‘You were telling me about your first day at Illugastadir.’
‘Oh, yes. Natan was glad to see me, and made sure I was settled, and he told me stories about the folk and farms about the place. Nothing very remarkable occurred in those first few weeks. I worked every day with Sigga from dawn to dusk, and we’d spend each night together telling stories, or laughing at one thing or another. All in all, my time at Illugastadir for the first few months was a happy one. Sigga told me that it was unusual for Natan to spend as much time at home as he had been doing, and I thought it was my company that kept him with us. He spent most days out in his workshop, preferring to tinker and mend tools than actually tend the farm. He would rather hire men to come and see to the grass, or horses, than do it himself. Not that he was lazy. He showed me how he let blood, and told me about all the diseases that could befall a person. I think he was glad to have someone interested in his work; Sigga was pretty, and good at laundry, and she had a deft hand with a gutting knife and cleaned the fish we caught, but she did not care for what Natan called the things of the intellect. I was allowed to read as much as I wanted, and to discover something of the study of science. Do you know, Reverend, that it is necessary for someone with spots on their legs and bleeding gums to eat cabbages?’

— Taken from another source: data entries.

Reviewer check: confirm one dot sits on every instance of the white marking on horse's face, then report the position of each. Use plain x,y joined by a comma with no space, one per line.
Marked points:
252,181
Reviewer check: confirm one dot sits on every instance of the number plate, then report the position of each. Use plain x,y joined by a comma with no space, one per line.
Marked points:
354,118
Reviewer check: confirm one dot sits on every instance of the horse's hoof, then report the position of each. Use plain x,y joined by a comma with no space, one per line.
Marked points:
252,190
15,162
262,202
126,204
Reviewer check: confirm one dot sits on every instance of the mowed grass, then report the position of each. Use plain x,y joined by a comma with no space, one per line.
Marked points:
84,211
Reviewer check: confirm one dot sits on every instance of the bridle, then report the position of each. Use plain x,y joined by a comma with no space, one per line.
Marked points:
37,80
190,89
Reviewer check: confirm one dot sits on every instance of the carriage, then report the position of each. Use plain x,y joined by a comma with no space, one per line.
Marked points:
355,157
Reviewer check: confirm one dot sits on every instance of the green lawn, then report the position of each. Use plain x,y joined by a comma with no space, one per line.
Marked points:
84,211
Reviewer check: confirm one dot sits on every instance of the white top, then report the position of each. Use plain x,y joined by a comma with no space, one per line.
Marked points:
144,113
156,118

Tóti smiled. ‘No, I didn’t.’
‘I thought he was making fun at first, but I saw with my own eyes how something as simple as a tea made from leaves, or a poultice from lard and sulphur, or gum squeezed out of roots, or even a cabbage, could heal a person.

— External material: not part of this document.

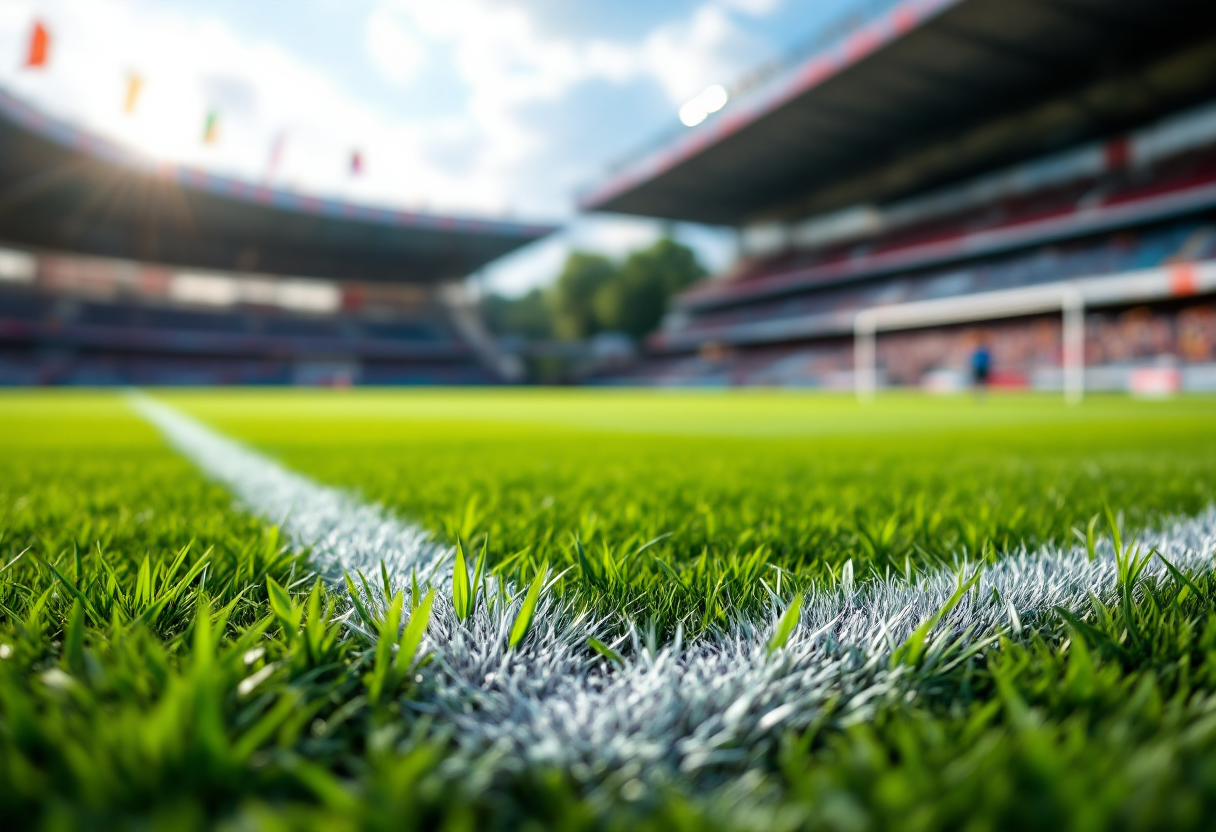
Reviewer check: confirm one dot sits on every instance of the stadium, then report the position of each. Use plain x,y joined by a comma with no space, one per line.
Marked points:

‘I thought it was sheer good fortune, moving to Illugastadir. Natan made me new shoes from sealskin, and gave me a shawl, and there were as many duck eggs as you could fit in your stomach. When he did leave the farm, he always returned with gifts for Sigga and me. That was why I had thought Sigga his daughter when I first saw her. Natan kept her well dressed, and when I arrived, he gave me gifts too. Lace, and silk, and a little handkerchief he said had come all the way from France. It seemed a luxurious existence, despite the isolation, despite the close, cramped quarters. We did not often have visitors. But I had Natan, and Sigga wasn’t too insufferable.’ Agnes lowered her voice. ‘Have you seen her, Reverend? Has she been granted her appeal?’

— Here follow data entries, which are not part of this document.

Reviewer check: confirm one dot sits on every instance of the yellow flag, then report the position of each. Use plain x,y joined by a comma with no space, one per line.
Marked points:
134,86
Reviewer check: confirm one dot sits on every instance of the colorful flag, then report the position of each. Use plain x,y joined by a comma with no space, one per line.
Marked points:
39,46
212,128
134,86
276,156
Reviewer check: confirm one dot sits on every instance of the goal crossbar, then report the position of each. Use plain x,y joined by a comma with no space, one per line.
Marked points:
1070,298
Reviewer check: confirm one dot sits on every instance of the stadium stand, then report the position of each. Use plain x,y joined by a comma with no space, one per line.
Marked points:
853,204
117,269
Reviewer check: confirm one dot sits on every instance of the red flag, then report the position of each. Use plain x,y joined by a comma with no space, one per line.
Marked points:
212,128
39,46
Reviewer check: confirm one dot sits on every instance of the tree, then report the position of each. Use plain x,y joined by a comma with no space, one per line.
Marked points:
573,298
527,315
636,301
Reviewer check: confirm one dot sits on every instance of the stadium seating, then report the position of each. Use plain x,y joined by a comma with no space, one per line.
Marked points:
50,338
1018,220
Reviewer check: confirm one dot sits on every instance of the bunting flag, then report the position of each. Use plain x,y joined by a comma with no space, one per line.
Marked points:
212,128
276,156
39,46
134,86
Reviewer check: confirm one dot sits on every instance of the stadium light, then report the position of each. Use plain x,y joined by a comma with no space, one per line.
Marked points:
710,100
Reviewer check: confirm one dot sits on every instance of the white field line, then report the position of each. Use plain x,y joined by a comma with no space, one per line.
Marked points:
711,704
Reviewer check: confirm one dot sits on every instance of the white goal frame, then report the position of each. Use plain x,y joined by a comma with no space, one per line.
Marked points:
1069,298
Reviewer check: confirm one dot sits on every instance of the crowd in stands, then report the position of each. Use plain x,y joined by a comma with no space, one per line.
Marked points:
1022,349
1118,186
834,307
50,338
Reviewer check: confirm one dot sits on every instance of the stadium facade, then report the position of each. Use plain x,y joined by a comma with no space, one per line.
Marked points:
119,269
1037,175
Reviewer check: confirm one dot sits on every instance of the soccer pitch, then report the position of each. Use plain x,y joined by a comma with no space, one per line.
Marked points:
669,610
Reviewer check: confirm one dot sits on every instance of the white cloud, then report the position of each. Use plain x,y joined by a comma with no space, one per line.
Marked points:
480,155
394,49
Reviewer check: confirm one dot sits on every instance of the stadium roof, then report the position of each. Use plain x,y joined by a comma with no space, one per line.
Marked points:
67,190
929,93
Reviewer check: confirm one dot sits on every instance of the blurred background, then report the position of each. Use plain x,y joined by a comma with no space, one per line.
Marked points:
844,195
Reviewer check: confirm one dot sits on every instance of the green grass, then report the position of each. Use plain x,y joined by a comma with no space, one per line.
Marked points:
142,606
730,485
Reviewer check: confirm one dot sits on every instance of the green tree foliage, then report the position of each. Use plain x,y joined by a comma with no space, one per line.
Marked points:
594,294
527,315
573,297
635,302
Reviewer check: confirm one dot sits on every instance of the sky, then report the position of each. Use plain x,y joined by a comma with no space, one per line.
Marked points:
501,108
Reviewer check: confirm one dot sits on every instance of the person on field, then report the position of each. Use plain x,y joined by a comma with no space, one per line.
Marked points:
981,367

Tóti shook his head slowly. ‘I don’t know yet.’
Agnes was thoughtful. ‘She has probably changed. She’s probably as pious as they come now. But at Illugastadir she had a saucy little manner when it suited her. She was forever speculating about folks, and Natan would ask her who she thought should marry whom, and what their children would look like and so forth. It was harmless sport for him; he found her simplicity amusing. I didn’t even mind it when Sigga kept calling herself the housekeeper, or ordered me to do the tasks she ought to have been doing herself – emptying the chamber pot, mucking out the cowshed, drying the fish Natan caught. She was, like Natan said, only a child, with a child’s way of thinking.